In order to bring more fairness in, we have to think about setting up a new legal mechanism at a European level to make these databases accessible to all. This is not the case today, which I deeply regret. Farmers’ access to their own digital data do not enable them to extract knowledge from it to a degree that would make them equal to the GAFA and other digital companies. Although the European Union is establishing a legal framework with the Digital Market and the Digital Service Act, they do not make it possible, in my opinion, to establish a more equitable balance of power.

Many farmers in the US are finding themselves tied to the customer service of the company which they bought their machine from. They can’t even access the service manual! In November 2022, nine of them sued the company John Deere. Their only request is to obtain the right to maintain and fix the equipment they own.
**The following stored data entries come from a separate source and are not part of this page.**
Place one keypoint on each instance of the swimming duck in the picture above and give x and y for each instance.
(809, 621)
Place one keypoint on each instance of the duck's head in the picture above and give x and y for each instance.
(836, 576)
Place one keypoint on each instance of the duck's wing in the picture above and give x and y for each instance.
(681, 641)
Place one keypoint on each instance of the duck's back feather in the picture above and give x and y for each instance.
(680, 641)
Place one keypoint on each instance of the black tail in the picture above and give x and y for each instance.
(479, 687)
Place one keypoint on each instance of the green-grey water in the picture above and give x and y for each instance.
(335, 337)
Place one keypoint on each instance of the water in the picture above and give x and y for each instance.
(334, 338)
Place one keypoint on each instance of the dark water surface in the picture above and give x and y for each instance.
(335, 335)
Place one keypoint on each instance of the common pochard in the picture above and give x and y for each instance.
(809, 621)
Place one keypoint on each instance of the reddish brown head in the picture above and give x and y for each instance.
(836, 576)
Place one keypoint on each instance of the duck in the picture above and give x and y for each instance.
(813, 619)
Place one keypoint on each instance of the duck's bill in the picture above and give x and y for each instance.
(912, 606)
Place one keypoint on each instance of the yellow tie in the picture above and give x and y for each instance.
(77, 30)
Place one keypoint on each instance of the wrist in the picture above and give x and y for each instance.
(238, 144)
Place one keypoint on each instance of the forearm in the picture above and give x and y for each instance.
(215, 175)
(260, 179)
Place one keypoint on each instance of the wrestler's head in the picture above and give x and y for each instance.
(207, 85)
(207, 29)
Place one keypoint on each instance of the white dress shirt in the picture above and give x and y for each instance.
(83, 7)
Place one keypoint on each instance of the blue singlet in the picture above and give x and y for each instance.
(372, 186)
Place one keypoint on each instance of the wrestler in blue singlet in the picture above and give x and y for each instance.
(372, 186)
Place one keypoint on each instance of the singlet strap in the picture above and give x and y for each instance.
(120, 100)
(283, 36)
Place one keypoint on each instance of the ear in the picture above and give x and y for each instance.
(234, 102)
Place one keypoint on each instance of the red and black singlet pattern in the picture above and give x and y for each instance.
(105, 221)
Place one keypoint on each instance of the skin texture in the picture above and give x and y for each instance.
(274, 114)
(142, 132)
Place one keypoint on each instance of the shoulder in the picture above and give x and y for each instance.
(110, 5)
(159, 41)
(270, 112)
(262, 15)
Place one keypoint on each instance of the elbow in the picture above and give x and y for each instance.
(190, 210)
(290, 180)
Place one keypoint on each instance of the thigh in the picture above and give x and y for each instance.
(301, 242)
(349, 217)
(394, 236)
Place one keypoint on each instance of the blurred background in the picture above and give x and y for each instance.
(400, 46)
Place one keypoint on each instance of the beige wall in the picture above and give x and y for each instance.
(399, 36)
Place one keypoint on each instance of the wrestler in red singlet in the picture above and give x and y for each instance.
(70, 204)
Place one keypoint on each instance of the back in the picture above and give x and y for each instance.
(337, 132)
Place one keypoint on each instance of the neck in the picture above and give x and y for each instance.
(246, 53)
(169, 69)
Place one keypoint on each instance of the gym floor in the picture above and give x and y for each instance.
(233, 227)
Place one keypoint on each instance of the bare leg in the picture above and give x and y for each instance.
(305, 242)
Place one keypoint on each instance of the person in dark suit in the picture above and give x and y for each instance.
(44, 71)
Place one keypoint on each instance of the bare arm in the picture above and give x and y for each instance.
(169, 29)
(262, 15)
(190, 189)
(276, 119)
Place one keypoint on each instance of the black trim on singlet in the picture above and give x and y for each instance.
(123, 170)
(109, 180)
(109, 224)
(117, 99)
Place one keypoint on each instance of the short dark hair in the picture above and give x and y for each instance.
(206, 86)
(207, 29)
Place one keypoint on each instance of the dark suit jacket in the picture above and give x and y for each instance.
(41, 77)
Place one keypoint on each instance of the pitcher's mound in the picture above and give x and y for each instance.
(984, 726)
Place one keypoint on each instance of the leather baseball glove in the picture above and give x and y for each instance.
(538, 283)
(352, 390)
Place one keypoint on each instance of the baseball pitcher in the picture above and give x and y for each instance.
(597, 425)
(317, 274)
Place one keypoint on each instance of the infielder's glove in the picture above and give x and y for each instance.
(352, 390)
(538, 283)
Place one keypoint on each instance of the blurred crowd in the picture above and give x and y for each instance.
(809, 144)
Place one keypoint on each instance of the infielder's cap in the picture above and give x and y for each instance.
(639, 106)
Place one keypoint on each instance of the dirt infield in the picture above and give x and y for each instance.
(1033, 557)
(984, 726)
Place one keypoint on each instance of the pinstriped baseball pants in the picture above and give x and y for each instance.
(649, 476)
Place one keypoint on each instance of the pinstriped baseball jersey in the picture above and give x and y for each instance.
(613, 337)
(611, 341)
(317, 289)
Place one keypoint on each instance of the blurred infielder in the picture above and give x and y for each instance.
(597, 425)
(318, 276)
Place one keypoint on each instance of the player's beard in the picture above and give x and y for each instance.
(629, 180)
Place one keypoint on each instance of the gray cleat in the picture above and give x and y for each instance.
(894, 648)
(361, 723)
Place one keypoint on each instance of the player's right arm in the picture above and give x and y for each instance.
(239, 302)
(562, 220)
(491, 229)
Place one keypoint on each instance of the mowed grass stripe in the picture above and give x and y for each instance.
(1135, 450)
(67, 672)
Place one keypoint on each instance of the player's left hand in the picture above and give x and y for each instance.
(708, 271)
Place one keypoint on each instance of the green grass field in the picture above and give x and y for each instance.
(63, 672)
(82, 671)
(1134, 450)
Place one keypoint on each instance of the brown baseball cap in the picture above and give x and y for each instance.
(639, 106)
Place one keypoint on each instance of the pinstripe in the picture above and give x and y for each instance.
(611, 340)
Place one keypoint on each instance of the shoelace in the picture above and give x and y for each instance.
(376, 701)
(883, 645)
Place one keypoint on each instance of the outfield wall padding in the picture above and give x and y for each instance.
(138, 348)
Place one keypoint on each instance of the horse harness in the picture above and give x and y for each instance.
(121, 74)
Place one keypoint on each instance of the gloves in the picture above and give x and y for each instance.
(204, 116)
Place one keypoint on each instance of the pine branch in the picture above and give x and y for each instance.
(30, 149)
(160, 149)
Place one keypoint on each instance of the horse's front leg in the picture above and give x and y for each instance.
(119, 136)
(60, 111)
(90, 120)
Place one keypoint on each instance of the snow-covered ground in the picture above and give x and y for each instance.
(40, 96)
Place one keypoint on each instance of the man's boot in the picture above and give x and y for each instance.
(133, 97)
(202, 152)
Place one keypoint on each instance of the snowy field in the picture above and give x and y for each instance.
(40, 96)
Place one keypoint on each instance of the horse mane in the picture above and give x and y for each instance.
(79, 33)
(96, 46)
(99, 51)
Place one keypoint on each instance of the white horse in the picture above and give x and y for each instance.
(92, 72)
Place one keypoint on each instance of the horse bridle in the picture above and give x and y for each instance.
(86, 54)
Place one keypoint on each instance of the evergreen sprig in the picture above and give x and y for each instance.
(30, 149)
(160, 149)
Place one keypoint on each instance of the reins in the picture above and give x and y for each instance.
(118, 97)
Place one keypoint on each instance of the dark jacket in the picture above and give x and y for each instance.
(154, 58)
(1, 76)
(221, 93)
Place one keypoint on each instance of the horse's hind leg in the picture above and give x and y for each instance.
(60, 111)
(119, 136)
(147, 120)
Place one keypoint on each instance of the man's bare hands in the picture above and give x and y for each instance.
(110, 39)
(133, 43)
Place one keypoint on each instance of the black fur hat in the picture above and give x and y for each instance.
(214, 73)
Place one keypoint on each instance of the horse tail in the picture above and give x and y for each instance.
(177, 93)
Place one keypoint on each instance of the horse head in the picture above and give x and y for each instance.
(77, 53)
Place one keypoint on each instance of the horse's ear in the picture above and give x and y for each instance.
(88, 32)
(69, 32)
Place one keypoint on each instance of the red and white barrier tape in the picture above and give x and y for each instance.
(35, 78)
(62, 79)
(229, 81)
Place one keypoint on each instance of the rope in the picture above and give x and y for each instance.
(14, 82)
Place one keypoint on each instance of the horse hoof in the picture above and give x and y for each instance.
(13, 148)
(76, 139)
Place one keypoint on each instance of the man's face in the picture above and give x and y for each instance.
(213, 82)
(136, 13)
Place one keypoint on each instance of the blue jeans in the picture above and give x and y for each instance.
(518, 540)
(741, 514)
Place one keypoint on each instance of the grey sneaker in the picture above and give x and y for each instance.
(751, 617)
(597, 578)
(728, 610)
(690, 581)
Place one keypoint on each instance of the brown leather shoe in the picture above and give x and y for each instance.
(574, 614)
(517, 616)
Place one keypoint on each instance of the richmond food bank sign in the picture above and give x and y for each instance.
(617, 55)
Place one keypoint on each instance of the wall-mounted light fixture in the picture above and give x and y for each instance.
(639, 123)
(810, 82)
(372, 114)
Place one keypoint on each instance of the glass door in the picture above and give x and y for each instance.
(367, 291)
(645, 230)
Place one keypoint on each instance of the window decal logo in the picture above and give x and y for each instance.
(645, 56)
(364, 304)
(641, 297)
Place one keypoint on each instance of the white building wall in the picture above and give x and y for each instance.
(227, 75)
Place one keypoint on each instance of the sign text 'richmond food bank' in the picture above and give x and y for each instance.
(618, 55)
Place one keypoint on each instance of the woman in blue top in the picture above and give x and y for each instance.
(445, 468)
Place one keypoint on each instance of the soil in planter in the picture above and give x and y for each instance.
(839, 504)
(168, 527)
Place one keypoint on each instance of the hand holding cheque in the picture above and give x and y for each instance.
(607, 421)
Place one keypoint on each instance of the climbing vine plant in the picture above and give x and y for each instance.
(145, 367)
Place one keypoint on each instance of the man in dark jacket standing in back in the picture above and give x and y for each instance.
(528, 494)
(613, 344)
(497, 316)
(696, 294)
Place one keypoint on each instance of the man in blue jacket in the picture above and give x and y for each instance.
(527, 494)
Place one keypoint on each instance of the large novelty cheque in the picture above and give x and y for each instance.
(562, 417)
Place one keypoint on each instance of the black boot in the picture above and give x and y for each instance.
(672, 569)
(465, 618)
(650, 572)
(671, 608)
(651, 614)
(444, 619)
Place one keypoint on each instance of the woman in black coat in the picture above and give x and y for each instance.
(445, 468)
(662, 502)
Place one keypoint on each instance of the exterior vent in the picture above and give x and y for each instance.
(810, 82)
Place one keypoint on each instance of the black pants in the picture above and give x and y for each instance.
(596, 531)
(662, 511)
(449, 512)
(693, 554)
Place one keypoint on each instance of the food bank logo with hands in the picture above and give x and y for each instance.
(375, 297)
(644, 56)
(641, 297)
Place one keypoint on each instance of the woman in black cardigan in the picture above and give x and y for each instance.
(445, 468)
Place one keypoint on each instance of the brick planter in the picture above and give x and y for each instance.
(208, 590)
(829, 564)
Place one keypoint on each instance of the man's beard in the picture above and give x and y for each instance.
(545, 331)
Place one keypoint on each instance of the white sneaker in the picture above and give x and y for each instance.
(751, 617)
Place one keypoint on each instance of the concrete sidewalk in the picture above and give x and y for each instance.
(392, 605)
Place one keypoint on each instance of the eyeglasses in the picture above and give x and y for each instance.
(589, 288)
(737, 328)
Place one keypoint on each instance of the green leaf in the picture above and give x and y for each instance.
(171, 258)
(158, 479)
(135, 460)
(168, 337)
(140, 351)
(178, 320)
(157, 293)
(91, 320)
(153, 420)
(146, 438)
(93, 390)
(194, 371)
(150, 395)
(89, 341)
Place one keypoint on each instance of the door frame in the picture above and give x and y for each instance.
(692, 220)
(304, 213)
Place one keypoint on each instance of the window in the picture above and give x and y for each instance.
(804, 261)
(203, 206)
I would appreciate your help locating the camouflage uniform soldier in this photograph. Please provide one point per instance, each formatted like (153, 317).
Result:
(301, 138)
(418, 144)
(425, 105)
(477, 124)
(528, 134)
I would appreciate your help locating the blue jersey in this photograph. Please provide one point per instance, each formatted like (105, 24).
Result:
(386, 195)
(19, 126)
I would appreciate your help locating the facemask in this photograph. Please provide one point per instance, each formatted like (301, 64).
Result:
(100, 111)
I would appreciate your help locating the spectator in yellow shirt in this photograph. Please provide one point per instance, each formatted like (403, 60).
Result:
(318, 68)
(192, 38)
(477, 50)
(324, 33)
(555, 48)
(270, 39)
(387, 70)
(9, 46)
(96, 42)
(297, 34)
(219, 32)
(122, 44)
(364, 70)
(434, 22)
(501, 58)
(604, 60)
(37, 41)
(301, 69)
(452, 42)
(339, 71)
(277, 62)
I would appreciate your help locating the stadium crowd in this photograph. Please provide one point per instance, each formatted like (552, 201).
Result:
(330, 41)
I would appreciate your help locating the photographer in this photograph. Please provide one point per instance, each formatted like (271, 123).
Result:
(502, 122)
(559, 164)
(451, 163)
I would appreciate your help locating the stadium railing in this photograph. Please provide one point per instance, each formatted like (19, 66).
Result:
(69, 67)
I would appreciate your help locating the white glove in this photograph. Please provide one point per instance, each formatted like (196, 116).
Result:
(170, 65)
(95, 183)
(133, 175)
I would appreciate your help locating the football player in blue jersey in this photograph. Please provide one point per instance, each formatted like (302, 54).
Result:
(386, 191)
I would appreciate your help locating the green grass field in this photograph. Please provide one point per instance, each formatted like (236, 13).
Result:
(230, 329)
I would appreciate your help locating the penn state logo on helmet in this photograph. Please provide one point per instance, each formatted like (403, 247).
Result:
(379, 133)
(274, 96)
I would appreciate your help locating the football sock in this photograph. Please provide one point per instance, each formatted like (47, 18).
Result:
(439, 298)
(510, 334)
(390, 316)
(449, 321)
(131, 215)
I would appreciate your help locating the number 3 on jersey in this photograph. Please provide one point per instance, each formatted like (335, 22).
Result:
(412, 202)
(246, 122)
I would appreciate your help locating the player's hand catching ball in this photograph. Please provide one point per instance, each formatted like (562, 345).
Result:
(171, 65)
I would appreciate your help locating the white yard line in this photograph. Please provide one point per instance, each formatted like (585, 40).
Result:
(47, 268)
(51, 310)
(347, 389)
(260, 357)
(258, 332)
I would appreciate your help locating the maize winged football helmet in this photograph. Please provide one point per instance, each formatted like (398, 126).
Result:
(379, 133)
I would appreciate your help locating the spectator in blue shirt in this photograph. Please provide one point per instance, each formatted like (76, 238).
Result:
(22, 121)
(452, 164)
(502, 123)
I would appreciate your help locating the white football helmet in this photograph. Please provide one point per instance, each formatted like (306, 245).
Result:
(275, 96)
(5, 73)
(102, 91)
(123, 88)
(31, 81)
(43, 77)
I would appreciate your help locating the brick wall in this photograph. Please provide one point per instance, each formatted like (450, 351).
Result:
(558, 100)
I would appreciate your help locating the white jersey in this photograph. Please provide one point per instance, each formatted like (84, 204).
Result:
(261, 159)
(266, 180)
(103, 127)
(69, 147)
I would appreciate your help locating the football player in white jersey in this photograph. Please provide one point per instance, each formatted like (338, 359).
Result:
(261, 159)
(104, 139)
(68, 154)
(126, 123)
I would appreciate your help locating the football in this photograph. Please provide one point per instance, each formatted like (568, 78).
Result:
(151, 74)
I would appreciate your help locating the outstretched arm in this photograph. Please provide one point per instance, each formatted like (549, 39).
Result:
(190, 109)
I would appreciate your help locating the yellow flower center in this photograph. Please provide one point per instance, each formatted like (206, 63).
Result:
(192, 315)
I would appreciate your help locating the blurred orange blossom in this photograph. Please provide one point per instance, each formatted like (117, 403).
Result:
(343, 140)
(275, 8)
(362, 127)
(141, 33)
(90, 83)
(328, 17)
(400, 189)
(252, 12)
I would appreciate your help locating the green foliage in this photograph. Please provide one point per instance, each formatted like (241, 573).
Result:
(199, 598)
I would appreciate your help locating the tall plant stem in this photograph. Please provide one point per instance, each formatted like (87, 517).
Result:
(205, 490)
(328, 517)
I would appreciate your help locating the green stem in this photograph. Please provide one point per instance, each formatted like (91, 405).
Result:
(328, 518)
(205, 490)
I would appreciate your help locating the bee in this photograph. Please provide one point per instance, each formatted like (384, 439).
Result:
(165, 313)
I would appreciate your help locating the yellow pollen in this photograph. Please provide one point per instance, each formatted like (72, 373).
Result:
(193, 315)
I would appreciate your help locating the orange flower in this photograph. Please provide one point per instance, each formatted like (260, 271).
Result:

This demand seems completely legitimate, and yet, it clashes with intellectual property rights and patents on computer programs. 

What is at stake is not only to know whether digitization is beneficial to the agricultural industry. Techniques and technologies in this sector, as in others, have advantages and drawbacks. No one can deny that they bring very a useful knowledge, for instance about soil. In this respect, it is up to each individual to evaluate how this knowledge should be used. However, as a lawmaker at the European Parliament, I believe that instead of rushing things, we should reinforce farmers rights, otherwise their autonomy to choose for themselves might be diminished again. We should also implement a European system to make our machines completely safe. The recent and recurring example of hospitals hacking by cyberattackers show us how far we are from achieving this.